Poucos leitores pegam um romance, especialmente um thriller, esperando um guia. Eles querem ser varridos pelo enredo e caráter; a configuração da história é geralmente uma reflexão tardia. Os romancistas, no entanto, sabem melhor. A melhor ficção é fundamentada, tornada real, por seu senso de lugar.
Então a questão não é, cadáver?
É, ao contrário, que registros?
Os amantes da música em todo o mundo ficaram chocados em dezembro passado quando a Opéra National de Paris e a Biblioteca Nacional da França anunciaram uma grande descoberta: uma cápsula do tempo, retirada de um subsolo do Palais Garnier, também conhecido como Opéra. Cuidadosamente embalado dentro de duas grandes urnas de metal não era apenas um fantasma da ópera, mas muitos - 24 discos de gramofone com artistas mortos há tanto tempo como Nellie Melba, Adelina Patti, Emma Calvé e Enrico Caruso. Em 1907, os discos foram sepultados, como os amantes de Aida, sob um grande monumento arquitetônico.
Embora eu seja um amante da música, eu não estava entre os atordoados, pois, em 1987, eu havia redescoberto a sala onde os registros haviam sido guardados em cache. Várias histórias subterrâneas, muito abaixo da agitação do tráfego na Place de l'Opéra, avistei uma porta de metal com uma placa empoeirada que precisava ser limpa e iluminada antes de ser lida. "Dom de M. Alfred Clark, 28 de junho de 1907", dizia em francês. "A sala em que estão contidos os registros de gramofone." Eu a encontrei acidentalmente, mas reconheci imediatamente - não por razões musicais, mas por razões literárias.
Na época, eu estava envolvido em dois projetos relacionados: uma biografia de Andrew Lloyd Webber, cujo cenário sensacional de O Fantasma da Ópera foi a palestra de Londres por um ano e, para a revista Vanity Fair, um artigo que contou com a participação de Sarah. Brightman, Christine original do Fantasma (e a então Sra.
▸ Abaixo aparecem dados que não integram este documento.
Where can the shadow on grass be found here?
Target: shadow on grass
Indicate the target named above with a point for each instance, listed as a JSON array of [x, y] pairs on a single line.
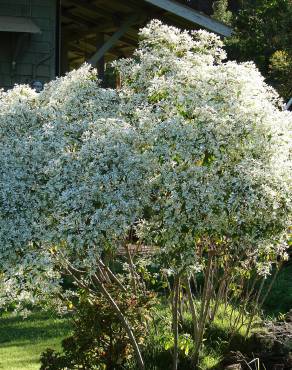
[[38, 326]]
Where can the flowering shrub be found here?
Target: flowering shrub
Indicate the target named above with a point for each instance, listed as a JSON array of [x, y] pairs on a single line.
[[190, 155]]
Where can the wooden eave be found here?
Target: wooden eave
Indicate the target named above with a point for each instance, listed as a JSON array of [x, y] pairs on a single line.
[[83, 20]]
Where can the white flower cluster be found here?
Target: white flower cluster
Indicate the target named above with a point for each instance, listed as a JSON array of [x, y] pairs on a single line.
[[220, 141], [189, 147]]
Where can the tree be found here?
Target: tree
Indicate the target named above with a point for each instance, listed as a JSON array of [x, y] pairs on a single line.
[[263, 34], [221, 200], [191, 155]]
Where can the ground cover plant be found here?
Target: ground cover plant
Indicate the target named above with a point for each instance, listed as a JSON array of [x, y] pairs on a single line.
[[190, 157]]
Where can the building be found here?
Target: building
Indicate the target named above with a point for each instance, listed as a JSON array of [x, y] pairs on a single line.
[[42, 39]]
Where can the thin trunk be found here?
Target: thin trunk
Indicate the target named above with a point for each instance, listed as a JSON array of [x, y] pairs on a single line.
[[205, 304], [254, 308], [132, 269], [192, 308]]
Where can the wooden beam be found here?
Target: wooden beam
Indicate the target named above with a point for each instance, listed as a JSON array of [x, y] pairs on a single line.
[[113, 39], [192, 15]]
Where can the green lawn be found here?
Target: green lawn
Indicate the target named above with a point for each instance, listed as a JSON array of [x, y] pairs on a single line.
[[23, 340]]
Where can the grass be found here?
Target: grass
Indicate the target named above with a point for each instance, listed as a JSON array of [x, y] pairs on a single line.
[[23, 340]]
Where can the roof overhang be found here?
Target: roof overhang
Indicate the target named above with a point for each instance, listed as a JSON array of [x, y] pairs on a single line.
[[18, 24], [193, 16]]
Andrew Lloyd Webber), posando em caráter ao redor do Palais Garnier, onde o romance é ambientado e onde a companhia de ópera encenou suas produções de 1875 até a abertura da Opéra de la Bastille em 1989.
O Garnier, agora usado em grande parte para o balé, é um dos grandes edifícios do mundo. Sim, o compositor Debussy a assemelhou a um cruzamento entre uma estação de trem e um banho turco, mas continua sendo uma das mais ousadas e elegantes representações de uma confiança perdida da Europa Ocidental no poder de sua arte. Como um templo secular, pode ser comparado à catedral de Notre Dame, não muito longe; se as grandes catedrais góticas são "sinfonias em pedra", então Garnier é nada menos que Fausto de Gounod.
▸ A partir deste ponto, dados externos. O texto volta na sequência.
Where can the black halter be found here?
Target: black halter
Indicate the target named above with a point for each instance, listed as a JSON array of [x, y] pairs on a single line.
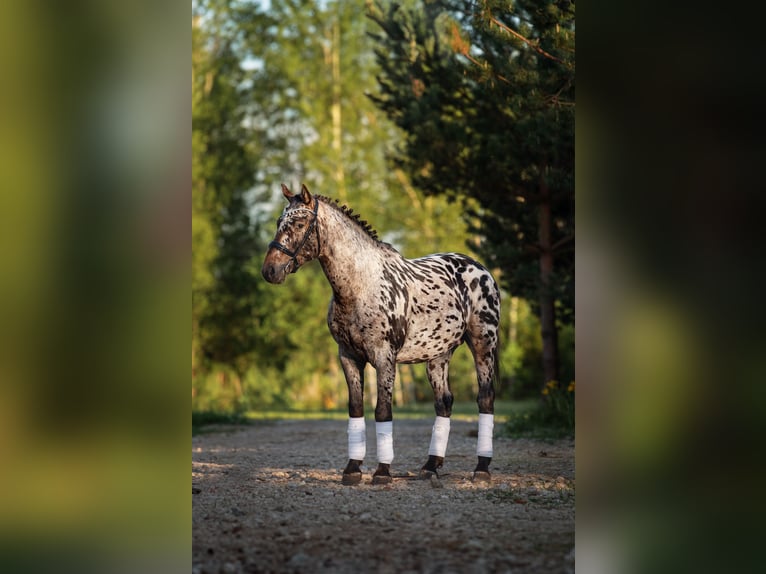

Mais precisamente, é como descrito por Leroux em seu romance, desde a pichação no telhado dos "ratos" brincalhões (bailarinos aprendizes) até o corpo subterrâneo de água, cinco andares abaixo da rua, que aparece tão proeminentemente em Fantasma É por isso que, quando espiei a porta de metal, soube imediatamente o que era. Tendo acabado de reler o romance, liguei instantaneamente os registros fonográficos enterrados de Leroux à inscrição da placa.
Mais tarde, na biblioteca da companhia de ópera na Rotonde de l'Empereur, perguntei a Martine Kahane, então bibliotecária-chefe, se ela sabia da sala. Ela não. Ela só podia me dizer que Clark (1873-1950) era um pioneiro americano na transição de cilindros de cera para discos que administravam os escritórios da Gramophone Company em Paris. E então eu relatei minha descoberta em vários lugares, incluindo o artigo da Vanity Fair, que apareceu em fevereiro de 1988, e na minha biografia de Lloyd Webber, publicada em 1989. "Ninguém sabe ao certo o que há nesta sala", escrevi em Andrew Lloyd Webber: Sua Vida e Obras, "mas parece que o local onde [o Fantasma] morreu ... é uma cápsula do tempo, que não deve ser aberta até 2007" que provavelmente "contém uma amostra representativa das mercadorias da [Clark] empresa do período ".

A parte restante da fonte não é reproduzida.